Documentary following the story during and after the 1968 Summer Olympic Games in Mexico City. Staring interviews with athletes, containing John Carlos, Tommie Smith and George Foreman, activist Dr Harry Edwards, journalists and archival footage of the Games and the fallout after the put forward fisted gloves by Carlos and Smith.
7. One Day in September (1999)
"One Day in September" is a movie where real lives are at stake and is based on a true story. They were billed as the "Olympics of Peace and Joy" but was then known to be the Olympics of terror. In 1972, a radical Palestinian group called Black September abducted 11 Israeli athletes hostage in the Olympic village in Munich, while the world looked on, incredulous
Kevin MacDonald’s thrilling documentary rightly won the Academy Award, while the tragic event itself motivated the covert Mossad procedures detailed in Steven Spielberg’s chilling 2005 film Munich.
8. Foxcatcher (2014)
Enraged by jealousy, loneliness, and privilege, Du Pont who plays the exceptional role of Steve Carell hires the sibling champions Channing Tatum and Mark Ruffalo to tutor his private wrestling team for future Olympic glory.
What unfolds is a stunning dissection of what propels individuals towards victory and success, and the disastrous power that comes with it. Miller was justly awarded the best director prize at Cannes for his deeply uneasy work.
9. Race (2016)
In this movie, Stephan James portrays the role of a 22-year-old athlete, who encountered racial discrimination at home even before he won a place on the US Olympics team.

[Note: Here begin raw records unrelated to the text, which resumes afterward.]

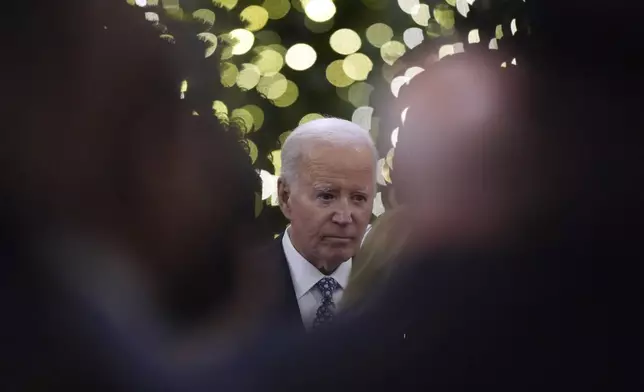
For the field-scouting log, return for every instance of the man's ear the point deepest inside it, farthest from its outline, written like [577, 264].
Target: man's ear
[284, 197]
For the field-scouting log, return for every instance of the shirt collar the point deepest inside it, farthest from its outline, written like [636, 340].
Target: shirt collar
[304, 274]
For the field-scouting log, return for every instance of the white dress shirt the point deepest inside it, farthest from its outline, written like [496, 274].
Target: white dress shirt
[304, 276]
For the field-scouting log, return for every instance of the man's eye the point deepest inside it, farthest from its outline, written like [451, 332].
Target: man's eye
[325, 196]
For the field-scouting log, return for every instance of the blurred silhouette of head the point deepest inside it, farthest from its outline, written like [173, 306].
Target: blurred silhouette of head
[464, 161]
[95, 138]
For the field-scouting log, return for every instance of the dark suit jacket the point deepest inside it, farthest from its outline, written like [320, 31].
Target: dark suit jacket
[287, 311]
[542, 316]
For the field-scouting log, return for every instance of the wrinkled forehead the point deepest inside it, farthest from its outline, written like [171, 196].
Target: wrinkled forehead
[332, 159]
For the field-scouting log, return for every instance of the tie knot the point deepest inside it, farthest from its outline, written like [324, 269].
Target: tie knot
[327, 287]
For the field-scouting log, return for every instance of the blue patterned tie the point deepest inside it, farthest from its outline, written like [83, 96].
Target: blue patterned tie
[324, 315]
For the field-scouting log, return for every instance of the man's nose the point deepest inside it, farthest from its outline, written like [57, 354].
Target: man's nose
[342, 215]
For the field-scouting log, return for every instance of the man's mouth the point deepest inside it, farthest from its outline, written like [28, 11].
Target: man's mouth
[338, 238]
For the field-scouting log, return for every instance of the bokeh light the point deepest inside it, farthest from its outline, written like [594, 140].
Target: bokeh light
[310, 117]
[243, 41]
[277, 9]
[220, 110]
[362, 117]
[407, 6]
[345, 41]
[394, 137]
[258, 116]
[444, 15]
[248, 77]
[227, 4]
[282, 138]
[498, 32]
[413, 37]
[318, 27]
[336, 76]
[376, 5]
[268, 61]
[289, 97]
[272, 87]
[392, 51]
[463, 7]
[397, 83]
[378, 34]
[359, 94]
[255, 17]
[242, 118]
[473, 36]
[319, 10]
[229, 72]
[421, 14]
[297, 5]
[205, 16]
[300, 57]
[357, 66]
[211, 42]
[267, 37]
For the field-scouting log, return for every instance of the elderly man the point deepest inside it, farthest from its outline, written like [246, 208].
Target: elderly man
[326, 191]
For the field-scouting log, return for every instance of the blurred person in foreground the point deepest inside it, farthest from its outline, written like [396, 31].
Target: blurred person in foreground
[326, 191]
[119, 230]
[386, 242]
[537, 286]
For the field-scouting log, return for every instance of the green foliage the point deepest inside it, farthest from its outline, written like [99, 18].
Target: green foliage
[245, 65]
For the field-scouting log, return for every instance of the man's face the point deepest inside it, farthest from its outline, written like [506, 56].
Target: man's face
[330, 204]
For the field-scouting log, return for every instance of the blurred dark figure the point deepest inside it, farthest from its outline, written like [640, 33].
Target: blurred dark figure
[122, 214]
[529, 275]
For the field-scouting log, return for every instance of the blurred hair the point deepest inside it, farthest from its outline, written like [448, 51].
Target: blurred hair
[383, 246]
[329, 130]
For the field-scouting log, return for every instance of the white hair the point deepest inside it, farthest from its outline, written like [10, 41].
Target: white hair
[329, 130]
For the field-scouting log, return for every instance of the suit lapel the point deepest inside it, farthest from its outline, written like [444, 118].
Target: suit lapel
[290, 309]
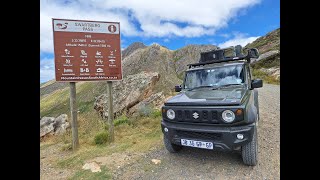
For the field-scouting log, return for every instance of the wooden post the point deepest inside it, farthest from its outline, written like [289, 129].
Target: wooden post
[74, 119]
[110, 111]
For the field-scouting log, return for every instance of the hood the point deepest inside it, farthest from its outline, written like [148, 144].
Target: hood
[207, 96]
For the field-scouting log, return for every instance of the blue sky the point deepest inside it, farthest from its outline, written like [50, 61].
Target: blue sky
[173, 24]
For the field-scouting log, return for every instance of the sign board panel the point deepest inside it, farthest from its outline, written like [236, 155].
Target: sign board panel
[86, 50]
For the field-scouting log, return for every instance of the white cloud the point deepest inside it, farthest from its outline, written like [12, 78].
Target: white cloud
[157, 18]
[46, 70]
[239, 39]
[166, 40]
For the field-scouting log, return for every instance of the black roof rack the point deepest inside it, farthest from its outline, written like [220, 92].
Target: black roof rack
[218, 55]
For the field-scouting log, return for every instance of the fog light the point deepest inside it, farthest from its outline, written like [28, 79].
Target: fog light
[240, 136]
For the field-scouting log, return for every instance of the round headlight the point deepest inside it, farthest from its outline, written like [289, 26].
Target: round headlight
[170, 114]
[228, 116]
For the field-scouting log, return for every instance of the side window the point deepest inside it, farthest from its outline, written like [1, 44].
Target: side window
[248, 76]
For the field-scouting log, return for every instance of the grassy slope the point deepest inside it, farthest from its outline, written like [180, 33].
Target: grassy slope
[269, 42]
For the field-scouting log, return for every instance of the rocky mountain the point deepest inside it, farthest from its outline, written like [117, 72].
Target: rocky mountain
[267, 66]
[130, 49]
[150, 74]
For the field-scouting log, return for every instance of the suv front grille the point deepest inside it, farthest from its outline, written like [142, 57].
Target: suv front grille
[200, 135]
[197, 116]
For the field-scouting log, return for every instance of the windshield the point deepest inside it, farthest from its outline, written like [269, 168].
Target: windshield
[214, 77]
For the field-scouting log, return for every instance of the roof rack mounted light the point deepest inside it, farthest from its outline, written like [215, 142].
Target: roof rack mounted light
[218, 55]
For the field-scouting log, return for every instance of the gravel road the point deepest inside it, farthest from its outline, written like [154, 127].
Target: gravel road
[192, 163]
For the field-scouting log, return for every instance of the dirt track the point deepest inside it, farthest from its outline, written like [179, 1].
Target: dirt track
[192, 163]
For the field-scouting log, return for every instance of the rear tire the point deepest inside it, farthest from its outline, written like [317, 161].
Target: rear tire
[250, 150]
[172, 148]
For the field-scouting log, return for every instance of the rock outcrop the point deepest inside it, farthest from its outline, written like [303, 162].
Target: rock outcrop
[54, 126]
[127, 93]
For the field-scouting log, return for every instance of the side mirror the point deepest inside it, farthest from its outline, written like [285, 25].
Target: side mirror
[177, 88]
[256, 83]
[253, 53]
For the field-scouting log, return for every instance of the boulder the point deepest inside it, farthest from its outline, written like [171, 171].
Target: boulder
[274, 71]
[54, 126]
[46, 126]
[156, 100]
[127, 93]
[61, 124]
[266, 55]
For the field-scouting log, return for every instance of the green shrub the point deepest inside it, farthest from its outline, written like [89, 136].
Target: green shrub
[120, 120]
[156, 113]
[258, 74]
[101, 138]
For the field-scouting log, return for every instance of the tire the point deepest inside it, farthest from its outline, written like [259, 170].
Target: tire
[250, 150]
[172, 148]
[257, 104]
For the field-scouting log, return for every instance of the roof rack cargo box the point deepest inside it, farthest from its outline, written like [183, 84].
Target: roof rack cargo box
[219, 55]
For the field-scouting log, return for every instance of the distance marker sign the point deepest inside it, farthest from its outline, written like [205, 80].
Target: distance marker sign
[86, 50]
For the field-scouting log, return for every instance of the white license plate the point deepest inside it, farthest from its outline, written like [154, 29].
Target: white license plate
[197, 144]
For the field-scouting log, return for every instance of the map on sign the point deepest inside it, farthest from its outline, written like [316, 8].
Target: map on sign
[86, 50]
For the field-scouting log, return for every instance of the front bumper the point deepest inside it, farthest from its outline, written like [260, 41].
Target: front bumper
[223, 138]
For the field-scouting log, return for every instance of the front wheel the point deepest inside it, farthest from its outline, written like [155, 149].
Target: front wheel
[173, 148]
[250, 150]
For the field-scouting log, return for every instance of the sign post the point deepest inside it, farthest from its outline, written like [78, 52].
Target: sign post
[110, 111]
[74, 117]
[87, 51]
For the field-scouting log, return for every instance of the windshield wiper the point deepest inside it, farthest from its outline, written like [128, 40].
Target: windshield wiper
[226, 85]
[200, 87]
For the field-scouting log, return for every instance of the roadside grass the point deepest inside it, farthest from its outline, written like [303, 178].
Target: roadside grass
[87, 174]
[139, 134]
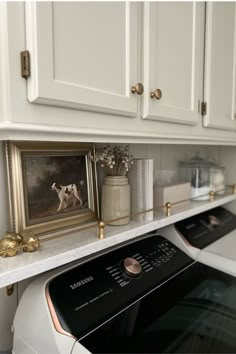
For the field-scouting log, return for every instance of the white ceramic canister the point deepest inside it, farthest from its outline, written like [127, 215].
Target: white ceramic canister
[115, 200]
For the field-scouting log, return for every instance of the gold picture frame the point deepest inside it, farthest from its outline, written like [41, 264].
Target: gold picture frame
[52, 186]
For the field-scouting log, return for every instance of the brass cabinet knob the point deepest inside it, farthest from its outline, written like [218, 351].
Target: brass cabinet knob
[138, 88]
[156, 94]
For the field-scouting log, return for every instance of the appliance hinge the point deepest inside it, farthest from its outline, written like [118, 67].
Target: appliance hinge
[203, 108]
[25, 64]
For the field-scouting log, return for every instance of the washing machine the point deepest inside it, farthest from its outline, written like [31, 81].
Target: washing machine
[209, 237]
[147, 296]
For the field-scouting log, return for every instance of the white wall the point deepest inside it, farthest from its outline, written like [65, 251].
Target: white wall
[165, 157]
[7, 303]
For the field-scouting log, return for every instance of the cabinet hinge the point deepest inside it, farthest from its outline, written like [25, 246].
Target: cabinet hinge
[204, 108]
[25, 64]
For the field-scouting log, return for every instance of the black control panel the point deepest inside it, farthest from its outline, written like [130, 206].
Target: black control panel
[86, 296]
[203, 229]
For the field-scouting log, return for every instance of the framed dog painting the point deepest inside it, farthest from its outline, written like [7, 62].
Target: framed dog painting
[52, 186]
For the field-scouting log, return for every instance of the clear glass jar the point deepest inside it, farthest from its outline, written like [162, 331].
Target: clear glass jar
[197, 172]
[217, 180]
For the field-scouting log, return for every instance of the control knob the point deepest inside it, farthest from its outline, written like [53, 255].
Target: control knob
[132, 267]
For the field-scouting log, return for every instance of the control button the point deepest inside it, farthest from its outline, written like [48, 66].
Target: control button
[132, 267]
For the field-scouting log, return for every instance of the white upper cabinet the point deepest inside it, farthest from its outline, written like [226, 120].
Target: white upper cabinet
[83, 55]
[219, 86]
[173, 61]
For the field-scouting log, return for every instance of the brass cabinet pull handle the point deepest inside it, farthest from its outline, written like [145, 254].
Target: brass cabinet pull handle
[138, 88]
[156, 94]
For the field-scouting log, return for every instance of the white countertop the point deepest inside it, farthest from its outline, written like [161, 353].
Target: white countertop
[77, 245]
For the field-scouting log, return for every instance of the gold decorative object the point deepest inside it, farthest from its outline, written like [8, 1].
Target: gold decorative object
[10, 289]
[157, 94]
[211, 196]
[8, 247]
[168, 206]
[138, 88]
[101, 226]
[30, 243]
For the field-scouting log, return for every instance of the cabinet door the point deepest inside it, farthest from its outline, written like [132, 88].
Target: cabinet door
[173, 60]
[83, 55]
[219, 84]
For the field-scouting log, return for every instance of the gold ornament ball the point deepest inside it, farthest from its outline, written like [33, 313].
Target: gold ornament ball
[7, 247]
[31, 243]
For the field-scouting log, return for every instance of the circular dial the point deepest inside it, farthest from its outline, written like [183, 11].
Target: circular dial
[132, 267]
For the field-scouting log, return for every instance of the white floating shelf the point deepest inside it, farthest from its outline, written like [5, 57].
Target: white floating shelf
[57, 252]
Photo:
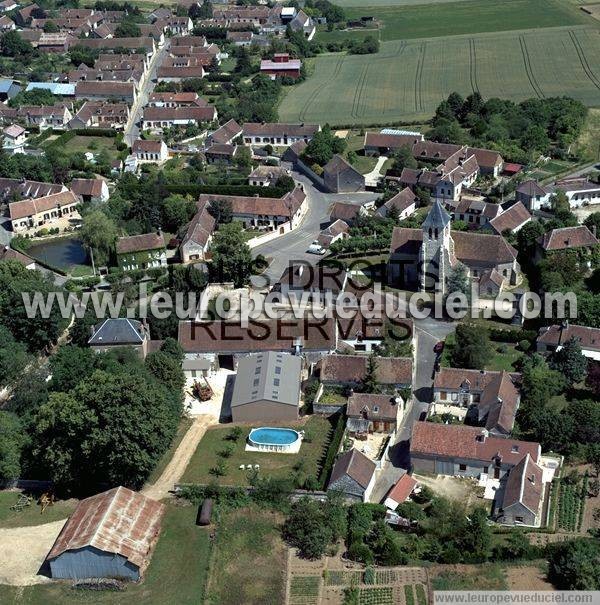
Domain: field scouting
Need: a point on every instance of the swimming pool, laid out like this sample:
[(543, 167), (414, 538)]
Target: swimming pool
[(274, 439)]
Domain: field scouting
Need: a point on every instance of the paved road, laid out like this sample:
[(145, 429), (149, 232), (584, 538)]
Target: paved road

The film revolves around the political thoughts in the run-up to the games, how the United States deemed striking them in protest at Nazi Germany’s racism towards the black and Jewish athletes, and how the National Association for the Advancement of Coloured People manipulated Owens for him not to compete.
10. I, Tonya (2017)
Margot Robbie is extraordinary in this creative pseudo-documentary that throws into question every facet of her roller-coaster working-class existence, from her abusive mother played by an Oscar-winning Allison Janney to her live-wire husband played by Sebastian Stan, to allegations that she planned an attack on her skating opponent Nancy Kerrigan.
A biting irony on tabloid sensationalism and our insatiable ambition to destroy our heroes, I, Tonya has zero to do with the Olympic spirit, yet remains no less entertaining.